Re: James Bond: Quantum of Solace

Please, no mentioning of hurting/killing people. This is something E has asked us not to do anymore.
 
Re: James Bond: Quantum of Solace

There is a problem with both Moneypenny and Q.

The problem with Moneypenny is she's the secretary/assistant to M except (the current incarnation) James Bond doesn't go anywhere NEAR MI6 or any place where he'd NEED to encounter a secretary. He's completely off the radar. That said, there was a administrive assistant (Manning?) in Quantum of Solace and that could EASILY have been Moneypenny. So it's not impossible by any means.
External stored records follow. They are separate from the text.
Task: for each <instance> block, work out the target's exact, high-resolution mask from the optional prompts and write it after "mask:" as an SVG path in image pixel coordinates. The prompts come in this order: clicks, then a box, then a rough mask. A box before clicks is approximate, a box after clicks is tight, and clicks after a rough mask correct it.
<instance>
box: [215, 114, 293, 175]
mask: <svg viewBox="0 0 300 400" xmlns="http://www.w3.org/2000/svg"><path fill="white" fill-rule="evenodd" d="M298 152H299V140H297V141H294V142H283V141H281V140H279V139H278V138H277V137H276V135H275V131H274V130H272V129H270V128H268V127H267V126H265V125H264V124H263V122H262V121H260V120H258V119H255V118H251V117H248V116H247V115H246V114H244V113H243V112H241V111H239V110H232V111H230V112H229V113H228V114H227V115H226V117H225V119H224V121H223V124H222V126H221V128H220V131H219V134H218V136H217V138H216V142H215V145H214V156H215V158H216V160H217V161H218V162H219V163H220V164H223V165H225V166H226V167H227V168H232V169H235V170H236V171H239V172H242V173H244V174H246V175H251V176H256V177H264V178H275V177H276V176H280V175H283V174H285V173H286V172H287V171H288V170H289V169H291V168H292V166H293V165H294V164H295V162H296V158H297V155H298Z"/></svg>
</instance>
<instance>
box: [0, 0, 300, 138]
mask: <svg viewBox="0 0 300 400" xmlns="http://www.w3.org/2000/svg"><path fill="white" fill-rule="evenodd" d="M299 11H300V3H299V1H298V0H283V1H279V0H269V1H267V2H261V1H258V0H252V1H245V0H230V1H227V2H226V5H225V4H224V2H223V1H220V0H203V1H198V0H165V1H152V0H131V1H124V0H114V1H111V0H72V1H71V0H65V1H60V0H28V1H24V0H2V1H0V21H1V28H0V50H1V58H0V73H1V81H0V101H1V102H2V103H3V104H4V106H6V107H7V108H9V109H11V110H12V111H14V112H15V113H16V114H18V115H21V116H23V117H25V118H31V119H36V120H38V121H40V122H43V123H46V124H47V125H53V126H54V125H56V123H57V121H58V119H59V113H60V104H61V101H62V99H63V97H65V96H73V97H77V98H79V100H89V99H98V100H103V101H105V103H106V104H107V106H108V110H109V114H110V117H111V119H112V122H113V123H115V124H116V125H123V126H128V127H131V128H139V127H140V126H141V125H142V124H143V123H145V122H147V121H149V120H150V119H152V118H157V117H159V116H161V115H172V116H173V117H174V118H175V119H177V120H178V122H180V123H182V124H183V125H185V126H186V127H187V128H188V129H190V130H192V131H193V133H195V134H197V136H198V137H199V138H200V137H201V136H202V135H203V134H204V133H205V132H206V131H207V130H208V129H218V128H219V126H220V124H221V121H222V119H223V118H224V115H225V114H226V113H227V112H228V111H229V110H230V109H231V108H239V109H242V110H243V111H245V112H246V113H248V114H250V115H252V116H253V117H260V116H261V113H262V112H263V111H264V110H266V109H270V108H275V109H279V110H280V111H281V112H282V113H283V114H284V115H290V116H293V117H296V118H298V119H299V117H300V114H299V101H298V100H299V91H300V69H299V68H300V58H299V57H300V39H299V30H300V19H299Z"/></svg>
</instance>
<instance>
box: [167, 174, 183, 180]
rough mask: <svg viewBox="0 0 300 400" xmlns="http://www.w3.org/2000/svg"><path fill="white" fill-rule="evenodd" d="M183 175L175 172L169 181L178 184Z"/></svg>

The problem with Q is more... problematic, I suppose. Q is completely redundant now. Back when Connery and Moore were Bond, he'd be given this CRAZY gadget like a camera that's also a PHONE (I know, crazy right?!) and Q would explain how it works. The problem is that all those wacky gadgets... we actually have those bastards now. Q's redundant because - this is what the scene would be like:

Q: Ah, Bond. So glad you could make it an hour late.
Bond: Only an hour? I've beaten my own record. You should be proud.
Q: And you shouldn't take me for granted. One of these days, you'll be in need of my remote controlled appliances, and you won't have it because you couldn't be bothered to be punctual. Next time, no matter what I give you, I should stick a clock in it.
*looks at a small handheld device*
Bond: Is this for me, Q?
Q: Yes, Bond. Now be very careful. It's a prototype. It's a camera that also has a global satellite positioning coordinate in it.
Bond: ... And?
Q: You can also write and send messages to anyone meaning you don't actually have to speak to them. Should come in handy when stealth is needed!
Bond: Keep going.
Q: And, ah, it has a schedule organiser built in and oh, it can connect to our vast computer datanet at a transfer speed of 5 megabytes per second.
Bond: What else?
Q: It can contain up to 3 gigabytes of photos and music.
Bond: ...
Q: It's also a phone.
Bond: This is an iPhone. I have one.
Q: But if you turn it on it's side...
Bond: The display changes, yes, I know. I know how to use this. Everyone does. It's a mobile phone.
Q: ... It has a clock in it.

Die Another Day tried to keep Q (or rather R) relevant by making him John Cleese (awesome) and giving him LUDICROUS gadgets like a ****ing invisible car. An invisible car is far to sci-fi for Bond and also, ****ing stupid. What's a key sequence of Bond? The car chase. What's a stupid thing to do? Make the car INVISIBLE so you CAN'T SEE THE CAR CHASE. That's like setting all the action fights in a pitch-black environment.

The truth is, Bond STILL has his awesome gadgets. In Casino Royale he had the defibrillator thing in the glove box, and, as I've said he has a mobile phone. Mobile phones are INCREDIBLE TECH. Seriously. Kirk's communicator in Star Trek is obsolete by today's standards. Hell, some MILITARY GRADE communications equipment is less effective than a mobile phone (honestly - in Afghanistan British troops used their mobile phones instead of the military radio because it was more reliable). In Quantum of Solace you see surface computers and an incredible camera (it's also a phone, I bet) that can create composites of the face of person from a single action. The problem is that these things are so within our current level of technology that the audience knows how it works, Bond knows how it works, and the whole "Q explains what kick-*** gadgets Bond has" scene is now completely redundant. So Q just isn't necessary anymore, because if you DO give Bond gadgets that need explanation he goes into the realm of science-fiction and because of our current technological development, it just becomes ridiculous and especially so in the current Craig-Bond which is trying to be less and less far-fetched. Brosnan-Bond managed to keep the tradition going for Goldeneye, but it was less successful on each subsequent film he made up to Die Another Day which has James Bond driving an invisible car while fighting a man in a suit of cybernetic armour shooting a gigantic laser from a low orbit.

So Q... needs a bit of a change. Making him a techie who fixes or keeps things going is a possibility. He just needs to completely change from his previous "expository dump" tool that he was.